Выслушал молодой царь доброго наставника своего и воскликнул радостно:

– Веселюсь я сердцем, отец святой, что подтвердил ты мои слова давешние… Отныне будь, Алексей, во всем доверенным моим, правым оком царским! Обо всем доноси мне в сей же час, и будем мы с тобою искоренять на Руси неправду злую.

Проговорив таковые слова ласковые, милостиво протянул Иоанн Васильевич свою руку белую окольничему: облобызал царскую руку Адашев. Потом благословился молодой царь у старца Сильвестра, и сам у старого священника руку облобызал. Поняли оба любимца царские, что время молодому владыке покой дать, что утомил его день трудовой, полный забот правления державного.
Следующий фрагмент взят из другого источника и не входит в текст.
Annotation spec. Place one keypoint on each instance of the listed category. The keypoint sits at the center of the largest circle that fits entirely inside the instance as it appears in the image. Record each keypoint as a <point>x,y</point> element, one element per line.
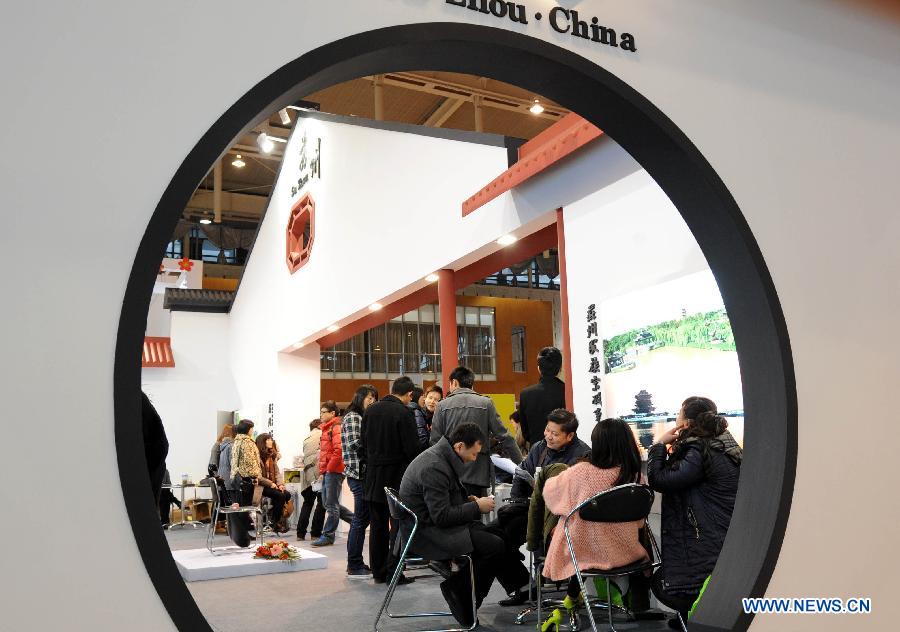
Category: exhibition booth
<point>743,153</point>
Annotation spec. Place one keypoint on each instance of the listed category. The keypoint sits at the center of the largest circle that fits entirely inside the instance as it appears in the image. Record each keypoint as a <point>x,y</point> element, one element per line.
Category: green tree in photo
<point>643,403</point>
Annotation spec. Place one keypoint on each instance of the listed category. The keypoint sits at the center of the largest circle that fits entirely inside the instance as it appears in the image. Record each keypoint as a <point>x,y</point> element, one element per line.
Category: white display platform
<point>199,564</point>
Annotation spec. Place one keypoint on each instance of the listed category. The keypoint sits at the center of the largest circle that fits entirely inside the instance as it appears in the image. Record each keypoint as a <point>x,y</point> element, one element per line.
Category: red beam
<point>526,247</point>
<point>550,146</point>
<point>157,353</point>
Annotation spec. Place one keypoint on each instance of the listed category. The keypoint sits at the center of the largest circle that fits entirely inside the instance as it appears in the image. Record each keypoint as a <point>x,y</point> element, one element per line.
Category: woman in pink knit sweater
<point>614,460</point>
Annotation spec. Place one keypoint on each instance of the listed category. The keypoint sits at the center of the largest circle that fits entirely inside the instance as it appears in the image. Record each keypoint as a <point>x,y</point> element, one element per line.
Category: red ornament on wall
<point>300,232</point>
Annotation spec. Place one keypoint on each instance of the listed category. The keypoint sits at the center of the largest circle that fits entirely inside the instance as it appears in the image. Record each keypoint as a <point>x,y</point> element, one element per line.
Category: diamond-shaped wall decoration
<point>300,232</point>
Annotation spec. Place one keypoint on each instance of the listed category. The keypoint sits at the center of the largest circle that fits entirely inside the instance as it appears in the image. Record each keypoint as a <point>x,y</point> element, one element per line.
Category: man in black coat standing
<point>539,400</point>
<point>388,443</point>
<point>449,524</point>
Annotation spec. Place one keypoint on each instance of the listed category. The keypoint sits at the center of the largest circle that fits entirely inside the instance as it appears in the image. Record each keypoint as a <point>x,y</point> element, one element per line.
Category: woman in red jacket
<point>331,471</point>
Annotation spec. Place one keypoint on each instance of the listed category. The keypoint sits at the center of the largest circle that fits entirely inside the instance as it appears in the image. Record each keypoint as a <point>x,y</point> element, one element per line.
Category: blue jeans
<point>357,536</point>
<point>331,498</point>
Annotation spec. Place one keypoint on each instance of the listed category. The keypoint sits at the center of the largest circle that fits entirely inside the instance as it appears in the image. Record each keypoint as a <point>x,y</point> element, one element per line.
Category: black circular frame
<point>767,478</point>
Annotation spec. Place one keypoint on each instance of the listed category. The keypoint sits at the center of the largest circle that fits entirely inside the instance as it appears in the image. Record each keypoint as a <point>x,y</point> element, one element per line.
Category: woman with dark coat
<point>698,481</point>
<point>424,412</point>
<point>387,445</point>
<point>271,480</point>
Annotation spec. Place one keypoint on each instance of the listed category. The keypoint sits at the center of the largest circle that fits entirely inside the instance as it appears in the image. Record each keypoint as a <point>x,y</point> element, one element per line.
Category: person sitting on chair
<point>465,405</point>
<point>559,445</point>
<point>449,520</point>
<point>614,460</point>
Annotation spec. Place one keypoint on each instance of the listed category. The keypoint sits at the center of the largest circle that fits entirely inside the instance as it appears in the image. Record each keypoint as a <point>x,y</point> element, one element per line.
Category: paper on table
<point>503,463</point>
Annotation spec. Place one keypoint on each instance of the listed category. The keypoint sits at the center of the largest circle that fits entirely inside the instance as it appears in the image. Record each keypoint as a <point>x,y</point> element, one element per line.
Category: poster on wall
<point>663,344</point>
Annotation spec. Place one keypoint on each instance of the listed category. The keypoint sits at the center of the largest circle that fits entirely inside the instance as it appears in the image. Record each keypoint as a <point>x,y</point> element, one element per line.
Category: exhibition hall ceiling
<point>434,99</point>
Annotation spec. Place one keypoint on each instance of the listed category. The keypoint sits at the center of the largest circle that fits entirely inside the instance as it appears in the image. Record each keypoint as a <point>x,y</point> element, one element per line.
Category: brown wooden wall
<point>535,316</point>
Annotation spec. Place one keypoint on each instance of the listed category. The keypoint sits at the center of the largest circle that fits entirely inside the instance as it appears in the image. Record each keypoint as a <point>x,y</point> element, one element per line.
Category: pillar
<point>217,192</point>
<point>564,308</point>
<point>447,312</point>
<point>379,97</point>
<point>479,113</point>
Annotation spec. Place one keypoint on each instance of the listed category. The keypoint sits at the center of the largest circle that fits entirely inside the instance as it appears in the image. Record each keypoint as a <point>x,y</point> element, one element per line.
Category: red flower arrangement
<point>278,550</point>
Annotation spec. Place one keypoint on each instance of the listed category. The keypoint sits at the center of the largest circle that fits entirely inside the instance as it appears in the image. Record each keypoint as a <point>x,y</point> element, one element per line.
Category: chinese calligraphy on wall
<point>595,369</point>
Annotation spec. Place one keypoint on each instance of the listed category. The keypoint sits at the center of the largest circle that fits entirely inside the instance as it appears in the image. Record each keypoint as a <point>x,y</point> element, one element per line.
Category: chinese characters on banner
<point>595,368</point>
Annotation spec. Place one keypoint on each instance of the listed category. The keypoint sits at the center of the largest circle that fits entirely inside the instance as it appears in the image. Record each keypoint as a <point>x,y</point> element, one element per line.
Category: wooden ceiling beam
<point>489,98</point>
<point>443,112</point>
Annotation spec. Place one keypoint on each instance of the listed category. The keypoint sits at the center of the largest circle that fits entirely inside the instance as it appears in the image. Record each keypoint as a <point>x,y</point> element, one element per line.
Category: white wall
<point>188,396</point>
<point>377,191</point>
<point>625,237</point>
<point>793,104</point>
<point>361,251</point>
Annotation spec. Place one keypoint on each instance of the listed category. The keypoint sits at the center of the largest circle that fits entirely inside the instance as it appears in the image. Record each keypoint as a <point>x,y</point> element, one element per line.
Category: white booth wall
<point>793,104</point>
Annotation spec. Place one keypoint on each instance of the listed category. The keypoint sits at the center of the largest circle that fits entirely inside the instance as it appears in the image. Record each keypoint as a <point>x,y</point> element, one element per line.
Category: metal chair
<point>624,503</point>
<point>218,510</point>
<point>401,512</point>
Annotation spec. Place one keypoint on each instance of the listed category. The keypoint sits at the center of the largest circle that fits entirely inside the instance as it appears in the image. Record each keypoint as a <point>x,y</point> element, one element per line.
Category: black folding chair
<point>219,510</point>
<point>400,512</point>
<point>624,503</point>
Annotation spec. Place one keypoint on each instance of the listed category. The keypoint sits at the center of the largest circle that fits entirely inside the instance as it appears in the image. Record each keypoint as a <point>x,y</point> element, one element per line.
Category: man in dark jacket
<point>698,482</point>
<point>387,445</point>
<point>449,520</point>
<point>464,405</point>
<point>539,400</point>
<point>559,445</point>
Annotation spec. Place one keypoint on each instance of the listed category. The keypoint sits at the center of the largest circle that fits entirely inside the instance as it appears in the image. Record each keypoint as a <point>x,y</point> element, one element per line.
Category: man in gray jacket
<point>449,523</point>
<point>465,405</point>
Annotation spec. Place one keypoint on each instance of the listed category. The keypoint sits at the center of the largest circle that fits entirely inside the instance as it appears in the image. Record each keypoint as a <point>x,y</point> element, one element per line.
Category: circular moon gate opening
<point>763,502</point>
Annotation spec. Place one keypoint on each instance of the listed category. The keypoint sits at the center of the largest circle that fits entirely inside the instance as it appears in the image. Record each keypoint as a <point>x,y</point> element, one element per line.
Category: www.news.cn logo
<point>807,605</point>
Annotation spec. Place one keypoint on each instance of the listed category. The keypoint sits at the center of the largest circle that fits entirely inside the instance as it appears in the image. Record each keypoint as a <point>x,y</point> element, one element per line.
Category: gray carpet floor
<point>326,599</point>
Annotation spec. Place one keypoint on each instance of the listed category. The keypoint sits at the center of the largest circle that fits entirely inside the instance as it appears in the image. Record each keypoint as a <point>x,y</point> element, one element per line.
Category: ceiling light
<point>265,142</point>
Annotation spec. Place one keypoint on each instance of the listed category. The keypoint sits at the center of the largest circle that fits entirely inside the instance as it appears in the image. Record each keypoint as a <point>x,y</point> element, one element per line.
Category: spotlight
<point>266,144</point>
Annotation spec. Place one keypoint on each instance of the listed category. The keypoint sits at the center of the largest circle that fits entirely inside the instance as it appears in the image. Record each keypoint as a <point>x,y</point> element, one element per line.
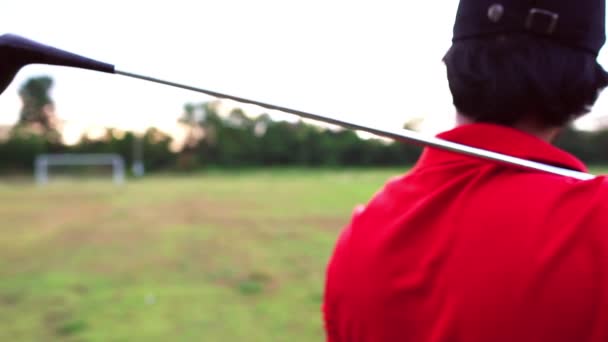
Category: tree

Поспешно вышли они из царской горницы, а далее и из ворот царских.

Не в пример другим близким людям государевым просто и незатейливо жили Алексей Адашев да старец Сильвестр. Не ожидали их у крыльца дворцового слуги многие, челядь нарядная; не ездили они по улицам московским в колымагах – каптанах золоченых, цугом запряженных.

Не сажали новых любимцев царских под руки в те колымаги дворецкие дородные, и впереди их поезда богатого не скакали опрометью вершники удалые на конях борзых, давя народ неповинный, бедный.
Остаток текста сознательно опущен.